“Rapidly developing technologies and increasing forays into payments by nonbanking entities are driving banks and payments service providers to rethink their business models, add value to current offerings through innovation, and pursue collaboration with other parties in the payments value chain,” says/writes Anil Das. Excerpts:
Heading into 2018, a trio of trends will be instrumental in shaping the marketplace that PSPs have to navigate:
Real-time payments processing, wide penetration of connected smart devices and advanced technologies will support the increasing demand for frictionless and faster payments across retail and corporate customers.

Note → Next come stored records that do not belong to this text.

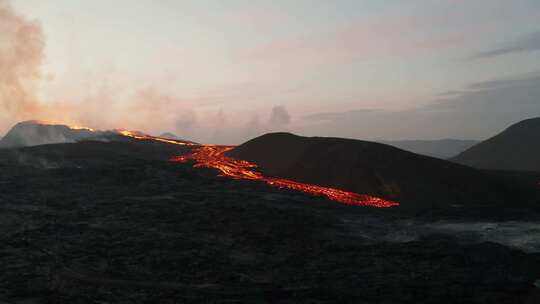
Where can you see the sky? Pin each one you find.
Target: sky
(226, 71)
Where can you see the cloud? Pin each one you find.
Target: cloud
(362, 40)
(478, 111)
(528, 43)
(21, 55)
(279, 118)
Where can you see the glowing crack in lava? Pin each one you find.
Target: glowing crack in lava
(213, 156)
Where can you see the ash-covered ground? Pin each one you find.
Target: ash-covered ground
(117, 223)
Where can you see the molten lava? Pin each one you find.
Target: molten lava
(142, 136)
(212, 156)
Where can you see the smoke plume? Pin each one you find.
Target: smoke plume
(21, 55)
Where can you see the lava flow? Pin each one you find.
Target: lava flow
(212, 156)
(142, 136)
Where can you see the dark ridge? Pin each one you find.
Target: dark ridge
(515, 149)
(378, 169)
(443, 148)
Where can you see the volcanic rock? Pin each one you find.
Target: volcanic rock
(375, 169)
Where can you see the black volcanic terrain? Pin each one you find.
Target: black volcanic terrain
(444, 148)
(116, 222)
(515, 149)
(381, 170)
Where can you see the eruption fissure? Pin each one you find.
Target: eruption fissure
(213, 156)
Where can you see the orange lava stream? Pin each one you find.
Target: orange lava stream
(142, 136)
(213, 156)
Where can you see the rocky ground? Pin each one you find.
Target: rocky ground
(117, 223)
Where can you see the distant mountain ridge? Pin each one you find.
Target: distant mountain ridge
(515, 149)
(443, 148)
(372, 168)
(35, 133)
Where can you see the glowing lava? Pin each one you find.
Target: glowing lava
(142, 136)
(212, 156)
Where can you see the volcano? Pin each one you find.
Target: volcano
(515, 149)
(374, 169)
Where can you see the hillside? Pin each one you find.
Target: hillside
(444, 148)
(376, 169)
(516, 148)
(35, 133)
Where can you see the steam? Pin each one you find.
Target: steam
(21, 55)
(106, 103)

Open banking initiatives enabling data sharing facilitate collaboration between banks and third-party payment service providers. Such alliances hold promise to help banks deliver a differentiated, technology-driven customer experience tailored to the demands of digital natives, open new revenue streams, and stay relevant by expanding their role in the payments ecosystem into a payments platform provider.
Regulatory bodies will continue to increase their scrutiny of risk and compliance exposures as new market entrants and advanced technologies impact the payments ecosystem.
Emerging digital technologies are playing a growing role in payments, and awareness of potential implementation roadblocks can help banks and PSPs navigate the transition. Banks and PSPs can better position themselves to overcome these barriers and thrive in the new era of payments by developing a differentiated product and service value proposition.